Ive written a lot about friends in here and will just say i never had any problem meeting lots of people. That aspect has always been ok all through Malaysia.

meeting friends here is DEFINETLY hard, I have been two years here, and never have ANY local friends, all my friends are foreigners...as other said here, I find its easier to make friends with foreigner, with Malaysian like WOW, so hard, and needs like huge efforts and plans in order to do so

I am Arab and I don't know if thats a disadvantage, I feel so, Malaysian seems don't think making friends with arab is any good thing

I am still searching to expand my social cricle

JuneAziz is organizing a meet up. Hope it helps.

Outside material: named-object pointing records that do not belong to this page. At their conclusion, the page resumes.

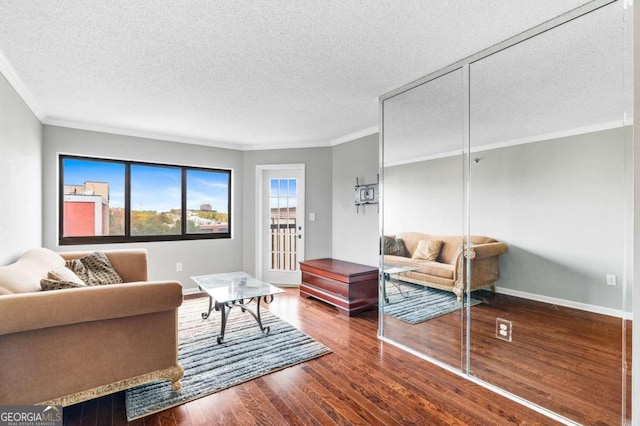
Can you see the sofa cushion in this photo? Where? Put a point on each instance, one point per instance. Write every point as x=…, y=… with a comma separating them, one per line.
x=437, y=269
x=64, y=274
x=94, y=269
x=25, y=274
x=51, y=284
x=427, y=250
x=394, y=246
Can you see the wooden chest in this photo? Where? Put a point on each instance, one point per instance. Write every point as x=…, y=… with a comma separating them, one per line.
x=350, y=287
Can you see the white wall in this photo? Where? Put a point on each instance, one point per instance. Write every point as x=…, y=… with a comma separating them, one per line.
x=317, y=198
x=20, y=174
x=355, y=235
x=198, y=257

Since some of us are alone here why don't we organise a trip to Penang war meseum next week Sunday. Anyone interested?.I will be alone and have a meet up with you guys bunch of stranger ;). By the way i am local from penang

I am in staying in Malaysia almost 5 years but I got very few friends near my place that to myself housewife its very hard to get friends even neighbours also won't be friendly they never talk  sometimes I feel loneliness of staying here and to talk to local people language  problem most of them do know english

Making friend with locals is hard..I have feeling that even among malaysians from different ethnic is not easy to make friends..like Malaysian chinese being friend with Malay? I don't really see that

unless you know malay, or chinese...I don't know these language, so I havn't tried this

I do know why they do like that I think mostly its a language problem but any way I think even you also facing this problem I hope you are a student so you can get more friends soon

social media . it's simple

very nice to know that i can make friends and share experience with people I have loved since my childhood,although i m readin g that its hard to make friends with locals I had a primary school teacher who was Malay and i think shes the kindest, friendliest person I know so I am surprised to read here that shes a one-off

Hello
I am an agronomic engineer and I want to find job in malaysia.I have been there twice for tourism and my next trip will be next October.
I think it is a litlle bit difficult to find a job there if you are not working in oil ,gaz or IT field. Moreover local companies require chinese or bahasha malaysia .
Can  someone help me please!!!

Hello everyone here. As a local the best tips to make friend is to address that person humourly...when addressing to older man try caling him "uncle" ...older woman "aunty". Raise ur hand a bit n nod slightly. this can be use for any race here. If u go to any convinience or local shop call the elder guy " abang" , elder gurl "akak"...if they are younger than u then call them "adik".  Learn few basic words...apa khabar(how r u), sihat?(doing good tday), sudah makan?(have u eat yet?)...try order foods in malay. Not all can speak good english. Some just shy. This is how my ex husband wons his local friend's heart. Go beyond ur social status/level. Get urself comfortable with the community around u. Dont just mix around with ur own kind.